On a Wednesday night in Melbourne, a clutter of people are confused in Readings bookstore in Carlton. After fighting an unsound guitar amp and reciting a few sexually awkward anecdotes from the Diaries to his astonished audience, Heazlewood decides to end his book launch with a recitation of Ted Prior’s beloved children’s book, Grug and the Rainbow.
“Hey, it looks like Melbourne!” Heazlewood exclaims as he points to the jumbled land of Grug. Page turn. “Oh, it is Melbourne,” he sighs (the page shows some rain). Heazlewood eventually pinpoints Grug’s exact location to the inner-city suburb Preston (Grug builds a fire), before jumping offstage. There’s another confused moment before people remember to clap.

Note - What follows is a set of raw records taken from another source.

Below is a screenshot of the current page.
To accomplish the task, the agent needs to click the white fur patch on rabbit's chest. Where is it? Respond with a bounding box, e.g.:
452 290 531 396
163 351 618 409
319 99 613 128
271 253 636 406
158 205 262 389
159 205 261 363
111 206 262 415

“The problem with my act is I act hesitant and standoffish which embraces how vulnerable I’m feeling, at once making a caricature of it as a satire on the upbeat comedian norm,” elaborates Heazlewood in the The Bedroom Philosopher Diaries.
Heazlewood, who has been described by The Age as “one of the few artists making a genuine attempt to explore the oddness of our age”, admits his approach to performance can backfire when audiences instead “assume I’m a bit crap”. He’d much prefer his audience be attentive, laughing, and ideally “showing signs of awe”.
“If only awe had a sound, like a low growl,” he adds. “I’d like people to relate and feel inspired and perhaps breathe a little easier knowing everyone is lonely and weird, not just them.
“Mostly I want them to buy merch as awe doesn’t pay for my organic maple syrup.”
Struggling, like Grug, with the ephemeral nature of rainbows in wintry Melbourne, Heazlewood admits the next step in his career is just as elusive.
“Everyone’s just so distracted – how will they even latch onto your thing for very long? […] I’ve got a great adventure ahead of me, trying to figure out how the hell things work – again.”
Heazlewood hopes part of this adventure will expose audiences to the neurotic underbelly of the Australian arts scene.
“I want to write a really personal book about what it’s like to be an artist in Australia. I like the idea of some artist sitting at home in their bedroom feeling like no one loves them, [and] being able to read a book from me, who they probably think is kicking arse and rolling in money and groupies, and just hear me, you know, Monday morning trotting off to a Centrelink appointment at thirty-one to stay on the dole so I can pay my rent this week.”
Heazlewood says the magnitude of struggling mid-level performers in Australia is, “just an amazing situation”.
“You’re likely to get a lot more support when you’re emerging […] but once you start succeeding a bit you’re a lot harder to like. Once you kick a few goals or get some songs on Triple J it’s like you don’t need as much support.”
“By all means bet everything and ride the dole and live and breathe it all day every day and don’t take no shit from the man telling you to settle down … at the same time you may not want to run up too much debt on your credit cards.”
Justin Heazlewood will perform as The Bedroom Philosopher at the Wesley Anne in Melbourne on Thursdays in July. Supporting him will be a range of spoken word artists including Emilie Zoey Baker, Sean M Whelan, and GDS editor Geoff Lemon.